"People are afraid to talk about toxic masculinity" says Orange Culture's Adebayo Oke-Lawal
Nigerian designer Adebayo Oke-Lawal is using fashion to challenge racial and gender stereotypes. Speaking to Dezeen, he says he wants his label Orange Culture to kickstart a global movement for diversity.
At the age of just 28, Oke-Lawal has already launched several acclaimed menswear collections. With names like School of Rejects and Quirks Invasion, each range is designed to push the boundaries of what is traditionally considered masculine.
"I feel like people are afraid to talk about toxic masculinity because it makes them question who they are," he said.
"It is embedded in our society that men are supposed to do a specific thing," he continued. "These stereotypes have affected men in so many ways, generationally. It's a conversation we need to have."
Orange Culture "to be a movement"
Oke-Lawal was one of the speakers at this year's Design Indaba conference in Cape Town.
He told the audience how he had dreamed of being a fashion designer since he was a boy, but was pressured by his family into a more traditional career in finance.
He managed to squeeze fashion internships in around his day job in a bank until finally he felt confident enough to take a leap of faith, launching Orange Culture in 2011. His mission for the brand from the start was to show young men not to be afraid to express themselves.
"I wanted the Orange Culture brand to be a movement that celebrated the idea of diversity and celebrated the idea of individuality," he told the crowd.
"Being a man should not be one thing, being a woman should not be one thing. There are so many faces that should be celebrated and we should be able to explore all of those things," he said.
More than one type of man
The name Orange Culture references a story Oke-Lawal wrote for a writing class when he was 16, The Orange Boy, which detailed his own experiences of toxic masculinity. He sees the colour orange as an alternative to more typical masculine shades like red or blue.
"I grew up very different to most boys," he explained.
"I was going to an all-boys school, a very hyper-masculine all-boys school, and I was very tiny and I had big glasses. People would say 'talk louder', 'talk like a man', 'do this', 'do that'. There was always aggravation towards me just because of the way I presented myself. So I was bullied a lot."
"The Orange Boy was about a boy that was individual; he was unique, he didn't really fit in, but he celebrated it despite this," he continued.

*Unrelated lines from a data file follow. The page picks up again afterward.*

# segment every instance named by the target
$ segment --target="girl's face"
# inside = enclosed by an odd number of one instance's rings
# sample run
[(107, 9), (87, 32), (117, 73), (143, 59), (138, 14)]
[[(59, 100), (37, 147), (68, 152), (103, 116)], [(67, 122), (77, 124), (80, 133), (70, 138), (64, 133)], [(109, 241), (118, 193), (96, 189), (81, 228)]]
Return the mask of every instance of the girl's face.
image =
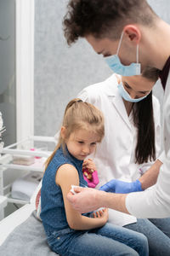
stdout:
[(72, 132), (65, 143), (71, 154), (77, 160), (83, 160), (94, 152), (98, 141), (99, 137), (94, 132), (82, 129)]

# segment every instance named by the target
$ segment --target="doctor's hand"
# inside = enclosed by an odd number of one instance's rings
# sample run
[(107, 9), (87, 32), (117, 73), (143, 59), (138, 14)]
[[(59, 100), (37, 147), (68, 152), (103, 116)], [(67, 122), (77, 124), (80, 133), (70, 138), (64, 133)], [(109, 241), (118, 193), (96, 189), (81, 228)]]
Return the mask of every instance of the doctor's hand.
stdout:
[(111, 179), (99, 188), (99, 190), (118, 194), (127, 194), (136, 191), (143, 191), (139, 179), (133, 183), (126, 183), (118, 179)]
[(99, 191), (94, 189), (75, 187), (73, 195), (71, 192), (67, 194), (67, 199), (76, 211), (81, 213), (93, 212), (99, 209), (100, 207), (100, 194), (103, 191)]

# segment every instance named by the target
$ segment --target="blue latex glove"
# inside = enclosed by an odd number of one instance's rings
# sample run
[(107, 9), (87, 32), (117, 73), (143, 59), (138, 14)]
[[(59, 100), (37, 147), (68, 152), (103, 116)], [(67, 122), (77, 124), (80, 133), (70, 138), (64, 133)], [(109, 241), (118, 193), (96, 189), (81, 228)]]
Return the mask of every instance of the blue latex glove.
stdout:
[(111, 179), (99, 188), (99, 190), (118, 194), (127, 194), (136, 191), (142, 191), (141, 183), (139, 179), (133, 183), (125, 183), (118, 179)]

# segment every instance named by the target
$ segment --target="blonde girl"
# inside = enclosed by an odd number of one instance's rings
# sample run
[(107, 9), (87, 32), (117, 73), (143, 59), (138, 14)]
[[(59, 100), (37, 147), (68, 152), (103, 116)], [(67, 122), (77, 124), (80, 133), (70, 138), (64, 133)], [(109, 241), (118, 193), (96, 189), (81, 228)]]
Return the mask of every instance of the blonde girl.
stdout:
[[(146, 237), (106, 224), (108, 211), (81, 214), (66, 195), (71, 185), (87, 186), (82, 163), (105, 134), (101, 112), (80, 99), (65, 111), (59, 143), (46, 163), (41, 218), (51, 249), (61, 256), (148, 255)], [(104, 170), (105, 172), (105, 170)]]

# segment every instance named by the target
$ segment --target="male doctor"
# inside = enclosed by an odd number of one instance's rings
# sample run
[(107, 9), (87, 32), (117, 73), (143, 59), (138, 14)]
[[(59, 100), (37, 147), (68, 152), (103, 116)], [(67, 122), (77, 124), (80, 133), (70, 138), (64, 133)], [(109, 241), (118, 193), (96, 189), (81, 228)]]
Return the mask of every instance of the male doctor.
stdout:
[(137, 218), (170, 217), (170, 26), (145, 0), (71, 0), (68, 9), (64, 25), (69, 44), (85, 38), (115, 73), (124, 76), (139, 75), (146, 67), (155, 67), (161, 70), (165, 90), (160, 172), (156, 161), (140, 181), (111, 180), (102, 188), (110, 192), (139, 192), (115, 194), (77, 187), (77, 194), (69, 193), (68, 200), (81, 212), (105, 207)]

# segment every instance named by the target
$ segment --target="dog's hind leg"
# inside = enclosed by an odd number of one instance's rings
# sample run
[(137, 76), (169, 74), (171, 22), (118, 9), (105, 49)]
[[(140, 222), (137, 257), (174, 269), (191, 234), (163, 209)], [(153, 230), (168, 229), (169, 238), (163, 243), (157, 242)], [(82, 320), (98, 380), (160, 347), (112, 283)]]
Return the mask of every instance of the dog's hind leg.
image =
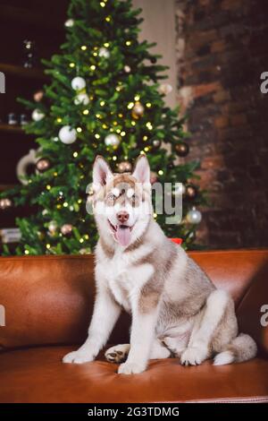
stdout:
[(224, 291), (215, 290), (206, 299), (200, 318), (197, 320), (188, 345), (181, 354), (180, 362), (185, 365), (197, 365), (212, 356), (210, 347), (214, 333), (231, 302)]
[(109, 348), (106, 350), (105, 356), (109, 363), (123, 363), (129, 355), (130, 349), (130, 344), (120, 344), (115, 345), (114, 347)]

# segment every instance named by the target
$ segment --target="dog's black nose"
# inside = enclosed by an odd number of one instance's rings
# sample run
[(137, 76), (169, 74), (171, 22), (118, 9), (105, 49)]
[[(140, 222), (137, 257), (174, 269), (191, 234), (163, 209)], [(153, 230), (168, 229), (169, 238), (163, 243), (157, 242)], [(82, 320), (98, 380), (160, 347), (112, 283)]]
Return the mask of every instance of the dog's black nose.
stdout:
[(119, 222), (123, 224), (124, 222), (127, 222), (127, 220), (130, 218), (130, 215), (125, 210), (121, 210), (121, 212), (117, 213), (116, 217), (117, 217), (117, 219), (119, 220)]

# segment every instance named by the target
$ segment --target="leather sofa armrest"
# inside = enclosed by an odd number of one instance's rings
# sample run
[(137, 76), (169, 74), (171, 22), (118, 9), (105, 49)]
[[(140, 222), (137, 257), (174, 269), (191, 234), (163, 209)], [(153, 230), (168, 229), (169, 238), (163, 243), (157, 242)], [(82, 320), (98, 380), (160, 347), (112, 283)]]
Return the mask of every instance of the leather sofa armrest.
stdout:
[(266, 260), (252, 279), (237, 309), (239, 331), (250, 334), (256, 341), (259, 352), (265, 355), (268, 354), (267, 282), (268, 261)]
[(93, 308), (93, 266), (92, 256), (1, 257), (1, 347), (82, 341)]
[[(93, 255), (0, 257), (0, 347), (82, 343), (94, 298)], [(121, 317), (111, 343), (128, 341), (129, 324)]]

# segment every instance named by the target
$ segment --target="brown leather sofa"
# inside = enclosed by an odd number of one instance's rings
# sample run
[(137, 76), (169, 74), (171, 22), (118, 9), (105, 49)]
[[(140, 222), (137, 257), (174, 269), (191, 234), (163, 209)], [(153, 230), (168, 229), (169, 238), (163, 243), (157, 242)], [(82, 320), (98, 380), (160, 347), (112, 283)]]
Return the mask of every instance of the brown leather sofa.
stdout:
[[(268, 250), (190, 255), (233, 296), (240, 331), (258, 343), (256, 358), (187, 367), (175, 358), (153, 360), (145, 373), (130, 376), (117, 374), (117, 365), (103, 354), (93, 363), (63, 365), (63, 356), (86, 337), (94, 302), (93, 256), (2, 257), (0, 401), (268, 401), (268, 327), (260, 322), (261, 307), (268, 305)], [(128, 341), (129, 323), (122, 315), (111, 343)]]

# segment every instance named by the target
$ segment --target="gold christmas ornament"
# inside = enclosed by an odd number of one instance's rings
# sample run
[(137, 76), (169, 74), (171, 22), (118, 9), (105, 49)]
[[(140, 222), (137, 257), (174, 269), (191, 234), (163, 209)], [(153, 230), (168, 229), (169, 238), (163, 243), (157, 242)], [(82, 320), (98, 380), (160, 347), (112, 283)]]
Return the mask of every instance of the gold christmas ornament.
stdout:
[(43, 97), (44, 97), (44, 91), (43, 90), (38, 90), (33, 95), (33, 99), (36, 102), (40, 102), (43, 99)]
[(123, 161), (118, 164), (118, 170), (120, 173), (130, 173), (132, 169), (132, 165), (129, 161)]
[(50, 168), (50, 162), (46, 158), (41, 158), (38, 160), (36, 167), (40, 173), (44, 173)]
[(197, 190), (194, 185), (188, 185), (185, 189), (185, 194), (188, 199), (195, 199), (197, 194)]
[(185, 142), (181, 142), (175, 145), (175, 150), (179, 157), (186, 157), (188, 154), (189, 147)]
[(134, 107), (132, 107), (131, 115), (133, 118), (142, 117), (144, 115), (144, 107), (141, 102), (135, 102)]
[(48, 231), (49, 233), (54, 236), (56, 233), (57, 230), (57, 223), (54, 220), (51, 220), (48, 224)]
[(13, 202), (8, 197), (4, 197), (3, 199), (0, 199), (0, 210), (6, 210), (7, 209), (11, 208), (13, 206)]

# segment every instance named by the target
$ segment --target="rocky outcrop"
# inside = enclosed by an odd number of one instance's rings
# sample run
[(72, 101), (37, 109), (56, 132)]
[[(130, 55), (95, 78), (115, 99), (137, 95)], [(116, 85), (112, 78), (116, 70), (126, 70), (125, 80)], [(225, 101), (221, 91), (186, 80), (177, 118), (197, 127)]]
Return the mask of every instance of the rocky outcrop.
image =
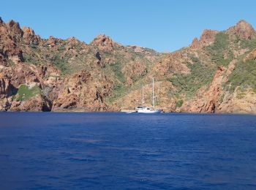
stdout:
[(148, 73), (148, 80), (154, 77), (157, 80), (171, 78), (173, 74), (189, 74), (187, 63), (191, 61), (188, 53), (177, 51), (165, 56), (157, 62)]
[(255, 113), (256, 94), (252, 88), (241, 91), (236, 88), (234, 93), (223, 94), (219, 113)]
[(230, 34), (233, 38), (241, 38), (244, 39), (252, 39), (255, 37), (255, 31), (252, 25), (245, 20), (240, 20), (236, 26), (230, 27), (227, 34)]
[(99, 83), (89, 72), (83, 70), (66, 78), (58, 98), (53, 101), (53, 110), (106, 111), (110, 109), (105, 104), (104, 97), (108, 94), (112, 83), (103, 77), (105, 82)]
[(204, 30), (200, 40), (197, 38), (195, 38), (189, 47), (193, 49), (200, 49), (211, 45), (214, 42), (215, 36), (218, 32), (213, 30)]
[(216, 72), (214, 80), (208, 88), (202, 88), (197, 92), (195, 99), (185, 102), (181, 107), (181, 111), (191, 113), (216, 113), (218, 110), (218, 102), (222, 92), (222, 83), (225, 69), (219, 66)]
[(9, 110), (47, 112), (51, 110), (51, 103), (45, 96), (37, 94), (26, 101), (12, 101)]
[(146, 75), (148, 72), (146, 64), (131, 61), (122, 68), (122, 72), (126, 76), (128, 85), (133, 84), (136, 79)]
[[(44, 39), (0, 18), (0, 110), (133, 109), (141, 104), (143, 86), (145, 105), (151, 106), (154, 77), (156, 108), (255, 113), (255, 31), (240, 21), (217, 34), (204, 30), (190, 47), (159, 53), (105, 34), (88, 45), (75, 37)], [(239, 69), (249, 77), (238, 75)]]
[(26, 44), (38, 45), (40, 41), (40, 37), (34, 34), (34, 31), (29, 27), (24, 26), (22, 28), (23, 31), (23, 39)]
[(101, 50), (105, 51), (113, 51), (115, 45), (112, 39), (105, 34), (97, 36), (91, 42), (91, 45), (98, 47)]

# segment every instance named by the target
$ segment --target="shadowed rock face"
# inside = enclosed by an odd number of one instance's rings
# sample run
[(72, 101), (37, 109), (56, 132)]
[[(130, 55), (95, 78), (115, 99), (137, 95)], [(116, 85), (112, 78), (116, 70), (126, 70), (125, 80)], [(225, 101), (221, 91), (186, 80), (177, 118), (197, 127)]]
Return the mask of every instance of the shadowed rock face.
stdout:
[(155, 106), (165, 111), (256, 113), (255, 42), (255, 31), (241, 20), (159, 53), (105, 34), (90, 44), (42, 39), (0, 18), (0, 110), (133, 109), (141, 103), (142, 86), (151, 106), (154, 77)]

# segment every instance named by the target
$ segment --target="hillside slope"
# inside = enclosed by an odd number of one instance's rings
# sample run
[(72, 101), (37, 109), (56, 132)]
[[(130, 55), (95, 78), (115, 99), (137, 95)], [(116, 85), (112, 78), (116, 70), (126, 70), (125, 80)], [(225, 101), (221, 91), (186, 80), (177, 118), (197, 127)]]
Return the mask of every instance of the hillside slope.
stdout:
[(0, 18), (0, 110), (117, 111), (150, 106), (165, 111), (256, 113), (256, 32), (244, 20), (205, 30), (189, 47), (159, 53), (124, 46), (105, 34), (42, 39)]

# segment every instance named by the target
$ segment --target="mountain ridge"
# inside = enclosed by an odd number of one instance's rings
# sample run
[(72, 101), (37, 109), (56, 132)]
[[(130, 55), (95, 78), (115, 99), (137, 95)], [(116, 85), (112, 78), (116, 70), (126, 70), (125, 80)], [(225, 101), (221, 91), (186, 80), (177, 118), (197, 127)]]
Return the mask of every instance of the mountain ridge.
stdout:
[(0, 110), (117, 111), (140, 104), (156, 81), (156, 107), (169, 112), (256, 113), (256, 32), (244, 20), (206, 29), (173, 53), (122, 45), (105, 34), (89, 44), (42, 39), (0, 18)]

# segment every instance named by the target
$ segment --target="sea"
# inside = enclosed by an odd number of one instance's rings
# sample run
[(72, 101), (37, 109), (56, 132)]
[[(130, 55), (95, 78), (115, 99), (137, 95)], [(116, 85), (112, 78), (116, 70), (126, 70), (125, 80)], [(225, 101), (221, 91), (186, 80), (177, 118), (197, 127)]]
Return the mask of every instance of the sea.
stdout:
[(0, 189), (256, 189), (256, 115), (0, 113)]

"It was about saying that whatever society had called me to be wasn't who I wanted to be and that's fine. There wasn't only one type of man. There wasn't only one yardstick to measure a man's masculinity. There were various ways you could be a man. I could be a man, at that time, in a pink suit and I wouldn't be thought of as less than."
"Motivated by stereotypes"
Orange Culture's early collections caused a stir among Nigerians. Oke-Lawal recalls how one person told him he would go to hell, simply for dressing a man in a red suit. But this only encouraged the designer to continue.
"I'm motivated by stereotypes," he told Dezeen.
"When I started I said I was going to use this brand to combat stereotypes and combat issues," he said. "No matter what everyone says is normal or within a specific space of normal, I'm going to question it."
Each collection Orange Culture has released so far has addressed a different issue among young men.
Pretty explored the problems affecting boys who have suffered abuse, based on conversations with real-life sufferers, while The Orange Moon, the label's Spring Summer 2019 range, was aimed at men who adopt a dual persona, one for their work life and another for their private life.
The latest collection, debuted at Design Indaba, is called Don't Look Under My Skirt. Featuring vivid colours, heavy satins and graffiti-style prints, it is about "telling society to not invade your privacy".
The brand has also battled stereotypes around racial identity, by creating a range of textile prints that challenge the idea that Ankara – a type of traditional wax print – is the only textile you can wear if you a true African.
"We're not just making things more feminine. We're using fashion to open up conversations," said Oke-Lawal.
"Clothing can create an impact because it's changing ideologies, changing mentalities, breaking boundaries and stereotypes. Fashion, art and creative expression is a huge part of progression within our society."
"This is a different kind of strength"
Oke-Lawal's work is now attracting international attention. Orange Culture was shortlisted for the inaugural LVMH Prize in 2014 and was the first Nigerian brand to be stocked in London department store Selfridges.
The designer is now starting to look beyond how toxic masculinity affects men in Africa, at how anxieties centred around race and gender inhibit men all around the world.
"Within our continent, we feel it more because there are a lot of issues that came before us," Oke-Lawal explained. "Being suppressed by slavery, men feel like they have had to put on a mask of strength just to fend for their families."
"But it happens everywhere, in every country. Men are going through this all over the world," he continued.
"Everywhere there's a history of men having to show their strength. But this is a different kind of strength – this is emotional strength and this is intellectual strength."